After the announcement, Lonmin’s shares jumped 23%, while shares in Sibanye-Stillwater, which will become the world’s second-largest platinum producer on completion of the deal, fell 5% in Johannesburg.
“This is a bailout deal for Lonmin,” Nedbank precious metals analyst Leon Esterhuizen said.
“It makes for a good match, but it doesn’t resolve oversupply of the PGM [platinum group metals] industry.”
Global platinum prices are trading around their lowest levels since early last year, under pressure from bloated supply and declining demand from the automotive industry.
Sibanye chief executive Neal Froneman said: “The flexibility inherent in the larger regional PGM footprint will create a more robust business, better able to withstand volatile PGM prices and exchange rates.”
Under the offer, Lonmin shareholders would receive 0.967 new Sibanye-Stillwater shares for each Lonmin share, the firms said.

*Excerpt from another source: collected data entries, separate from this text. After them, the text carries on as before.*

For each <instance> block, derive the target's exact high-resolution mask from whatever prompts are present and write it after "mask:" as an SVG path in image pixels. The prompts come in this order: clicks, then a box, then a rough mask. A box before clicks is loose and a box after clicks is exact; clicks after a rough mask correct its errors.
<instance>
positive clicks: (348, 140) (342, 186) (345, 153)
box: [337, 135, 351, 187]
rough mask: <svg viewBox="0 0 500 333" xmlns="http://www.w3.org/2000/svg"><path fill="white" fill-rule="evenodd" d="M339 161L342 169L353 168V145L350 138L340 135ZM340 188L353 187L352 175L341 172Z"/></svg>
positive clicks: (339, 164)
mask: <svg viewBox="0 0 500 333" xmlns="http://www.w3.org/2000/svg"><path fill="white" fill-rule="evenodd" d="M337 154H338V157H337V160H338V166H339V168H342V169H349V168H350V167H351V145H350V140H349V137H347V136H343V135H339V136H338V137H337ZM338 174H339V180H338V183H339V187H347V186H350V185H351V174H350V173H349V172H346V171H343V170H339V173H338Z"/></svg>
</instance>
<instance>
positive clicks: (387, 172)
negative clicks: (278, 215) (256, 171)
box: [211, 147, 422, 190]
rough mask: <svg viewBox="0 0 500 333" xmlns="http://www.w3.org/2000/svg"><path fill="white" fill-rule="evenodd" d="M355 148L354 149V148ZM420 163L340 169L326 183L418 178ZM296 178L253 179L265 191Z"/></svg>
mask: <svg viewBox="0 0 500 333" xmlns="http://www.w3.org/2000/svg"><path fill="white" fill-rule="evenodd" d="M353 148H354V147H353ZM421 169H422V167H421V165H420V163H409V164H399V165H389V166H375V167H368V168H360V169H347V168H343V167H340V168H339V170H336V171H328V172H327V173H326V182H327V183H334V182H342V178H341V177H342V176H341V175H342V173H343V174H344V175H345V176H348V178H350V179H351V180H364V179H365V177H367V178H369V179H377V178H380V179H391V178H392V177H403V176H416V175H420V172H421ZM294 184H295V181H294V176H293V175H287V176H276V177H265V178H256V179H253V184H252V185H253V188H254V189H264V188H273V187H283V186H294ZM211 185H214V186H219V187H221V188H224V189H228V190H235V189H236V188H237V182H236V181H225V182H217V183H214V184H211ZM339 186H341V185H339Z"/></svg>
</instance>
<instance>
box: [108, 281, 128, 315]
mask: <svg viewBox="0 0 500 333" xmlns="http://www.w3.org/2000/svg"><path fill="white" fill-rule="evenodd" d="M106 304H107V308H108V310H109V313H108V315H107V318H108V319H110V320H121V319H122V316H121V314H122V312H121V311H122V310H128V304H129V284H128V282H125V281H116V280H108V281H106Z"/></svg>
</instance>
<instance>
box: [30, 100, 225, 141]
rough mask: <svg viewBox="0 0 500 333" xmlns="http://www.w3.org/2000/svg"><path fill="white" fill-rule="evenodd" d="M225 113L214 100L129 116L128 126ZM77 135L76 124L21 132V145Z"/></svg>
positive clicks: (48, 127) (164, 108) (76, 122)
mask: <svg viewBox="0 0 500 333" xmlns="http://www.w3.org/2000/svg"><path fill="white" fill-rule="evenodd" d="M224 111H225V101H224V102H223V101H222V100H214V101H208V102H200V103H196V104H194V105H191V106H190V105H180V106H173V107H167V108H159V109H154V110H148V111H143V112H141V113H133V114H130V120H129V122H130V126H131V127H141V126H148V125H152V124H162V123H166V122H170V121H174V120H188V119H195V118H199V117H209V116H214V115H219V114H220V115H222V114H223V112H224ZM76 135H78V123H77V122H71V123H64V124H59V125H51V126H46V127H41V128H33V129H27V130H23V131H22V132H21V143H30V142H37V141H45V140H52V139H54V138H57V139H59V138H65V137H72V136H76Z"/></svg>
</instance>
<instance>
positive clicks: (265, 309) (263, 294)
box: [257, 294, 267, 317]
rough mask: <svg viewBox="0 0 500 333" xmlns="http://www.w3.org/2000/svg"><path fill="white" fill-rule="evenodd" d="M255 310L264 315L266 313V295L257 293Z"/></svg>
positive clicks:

Following completion of the deal Lonmin shareholders would hold about 11.3% of the enlarged group.
“While in some way I am sad, I am sure as hell that this is the right thing for the sustainability of the company,” Lonmin chief executive Ben Magara said.
Under Sibanye’s plans, Lonmin would put all of its older mines on care and maintenance, which means operations will stop but are kept in a condition to resume in future.
The plan involves cutting 12 600 jobs in the next three years, with a further 890 jobs at risk, a Sibanye presentation showed.
Lonmin now employs about 35 500 people.
The revised mine plan assumed “lower-for-longer” platinum prices, the presentation said.